Lexicography and Samuel Johnson's House of Words to Be Brought to Life

17 April 2023

Trinity Lecturer in English Lynda Mugglestone will be undertaking a knowledge exchange project to create a permanent exhibition for Samuel Johnson’s Dictionary in the London house where he composed it.

Beginning in August 2023, the TORCH Knowledge Exchange project ‘Rethinking Johnson’s House of Words’ will invite new forms of engagement with the idea of ‘garret lexicography’ and the life of the harmless drudge. Professor Mugglestone’s project will be based at 17 Gough Square, London, in the garret of which Samuel Johnson, along with six amanuenses (and a revolutionary reading project) slowly composed his iconic Dictionary, by hand, between the late 1740s and 1755.

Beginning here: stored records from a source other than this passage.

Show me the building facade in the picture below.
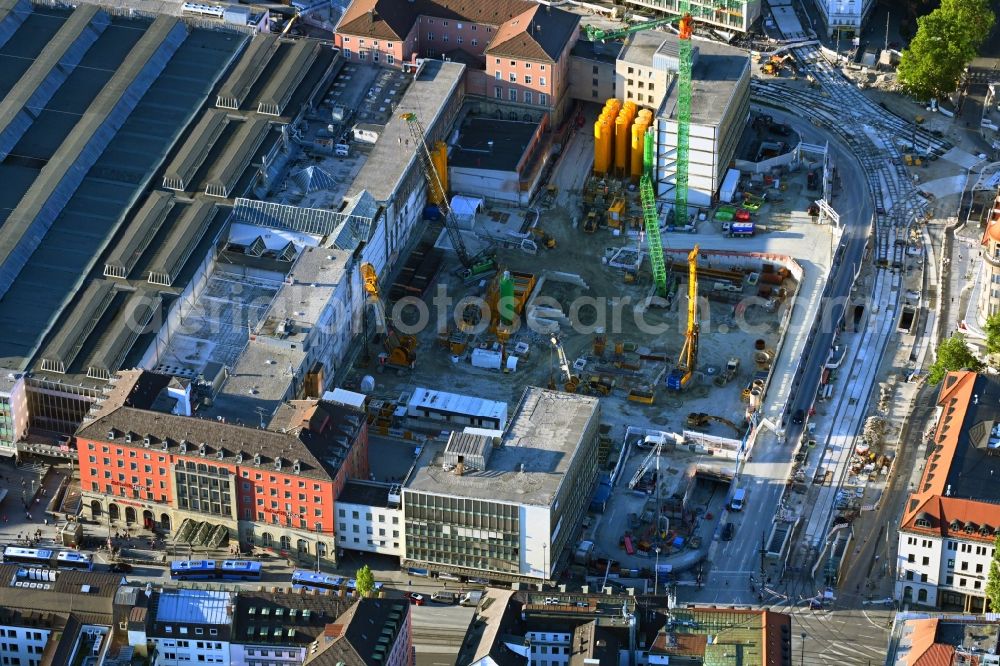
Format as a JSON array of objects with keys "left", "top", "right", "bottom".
[
  {"left": 620, "top": 0, "right": 762, "bottom": 34},
  {"left": 894, "top": 371, "right": 1000, "bottom": 612},
  {"left": 335, "top": 480, "right": 405, "bottom": 557},
  {"left": 333, "top": 0, "right": 580, "bottom": 123},
  {"left": 75, "top": 371, "right": 368, "bottom": 566},
  {"left": 977, "top": 189, "right": 1000, "bottom": 325},
  {"left": 813, "top": 0, "right": 876, "bottom": 38},
  {"left": 402, "top": 388, "right": 600, "bottom": 582}
]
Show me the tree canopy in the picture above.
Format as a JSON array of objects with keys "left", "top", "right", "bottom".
[
  {"left": 897, "top": 0, "right": 995, "bottom": 99},
  {"left": 927, "top": 333, "right": 983, "bottom": 385},
  {"left": 987, "top": 534, "right": 1000, "bottom": 611},
  {"left": 985, "top": 313, "right": 1000, "bottom": 357},
  {"left": 355, "top": 564, "right": 376, "bottom": 597}
]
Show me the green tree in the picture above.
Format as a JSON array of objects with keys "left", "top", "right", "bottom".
[
  {"left": 987, "top": 534, "right": 1000, "bottom": 612},
  {"left": 897, "top": 0, "right": 995, "bottom": 99},
  {"left": 927, "top": 333, "right": 983, "bottom": 385},
  {"left": 355, "top": 564, "right": 375, "bottom": 597},
  {"left": 985, "top": 313, "right": 1000, "bottom": 357}
]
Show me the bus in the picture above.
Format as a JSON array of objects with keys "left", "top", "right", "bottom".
[
  {"left": 55, "top": 551, "right": 94, "bottom": 571},
  {"left": 170, "top": 559, "right": 262, "bottom": 581},
  {"left": 290, "top": 569, "right": 382, "bottom": 595},
  {"left": 2, "top": 547, "right": 94, "bottom": 571},
  {"left": 2, "top": 547, "right": 53, "bottom": 568}
]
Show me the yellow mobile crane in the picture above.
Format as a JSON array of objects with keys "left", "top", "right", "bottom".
[
  {"left": 359, "top": 262, "right": 417, "bottom": 371},
  {"left": 666, "top": 245, "right": 699, "bottom": 390},
  {"left": 550, "top": 335, "right": 579, "bottom": 393}
]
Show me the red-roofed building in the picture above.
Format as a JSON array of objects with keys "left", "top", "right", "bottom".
[
  {"left": 977, "top": 187, "right": 1000, "bottom": 323},
  {"left": 74, "top": 371, "right": 369, "bottom": 568},
  {"left": 894, "top": 371, "right": 1000, "bottom": 612},
  {"left": 333, "top": 0, "right": 580, "bottom": 122}
]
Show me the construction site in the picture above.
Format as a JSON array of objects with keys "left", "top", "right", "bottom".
[{"left": 340, "top": 43, "right": 838, "bottom": 580}]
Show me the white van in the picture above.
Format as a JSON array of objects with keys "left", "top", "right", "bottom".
[{"left": 730, "top": 488, "right": 747, "bottom": 511}]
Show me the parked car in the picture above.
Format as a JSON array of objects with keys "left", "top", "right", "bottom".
[
  {"left": 721, "top": 523, "right": 735, "bottom": 541},
  {"left": 110, "top": 562, "right": 132, "bottom": 573},
  {"left": 404, "top": 592, "right": 425, "bottom": 606},
  {"left": 792, "top": 409, "right": 805, "bottom": 425}
]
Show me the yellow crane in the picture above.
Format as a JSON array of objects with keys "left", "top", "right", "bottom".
[
  {"left": 667, "top": 245, "right": 699, "bottom": 390},
  {"left": 359, "top": 262, "right": 417, "bottom": 370}
]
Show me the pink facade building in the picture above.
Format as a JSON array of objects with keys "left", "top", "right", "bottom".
[{"left": 334, "top": 0, "right": 580, "bottom": 121}]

A new permanent exhibition will, in particular,  refocus the garret as the birthplace of a book of international significance, getting behind the print text to explore its hands-on making, and reuniting dispersed evidence of Johnson's preliminary work with its original home.

While Johnson’s work on English is often described as monumental, colossus-like, or compared to St Paul’s Cathedral, the garret is a reminder of the realities of production. The Dictionary paid the rent, courtesy of advance payments from Johnson’s publishers. His printer lived across the square, sending paper, proofs, and demands for both copy and compression.

Professor Mugglestone notes of the project: ‘On one hand, seen in heritage and historical terms, the garret is a unique space – a rare survival of a place where we can locate earlier dictionary-making in situ. On the other, the modern visitor to Johnson’s House will find the garret sadly anti-climactic – a few reminders of dictionary-making stand in a corner, alongside dressing-up and memories of the blitz.

‘The project will invite us, on a range of levels, to reconsider what it really meant to 'define your world' in the liminal territories of a historic house, while documenting the garret as a collaborative space, bound in critical ways to the challenging life of Grub Street and the professional writer.’

The project has links to Trinity College’s own history as well – not least in Johnson’s lengthy visit to Oxford in 1754 where he stayed in Kettell Hall, working on the history and preface in the final summer before the Dictionary’s completion, courtesy of his friendship with the poet and writer Thomas Warton.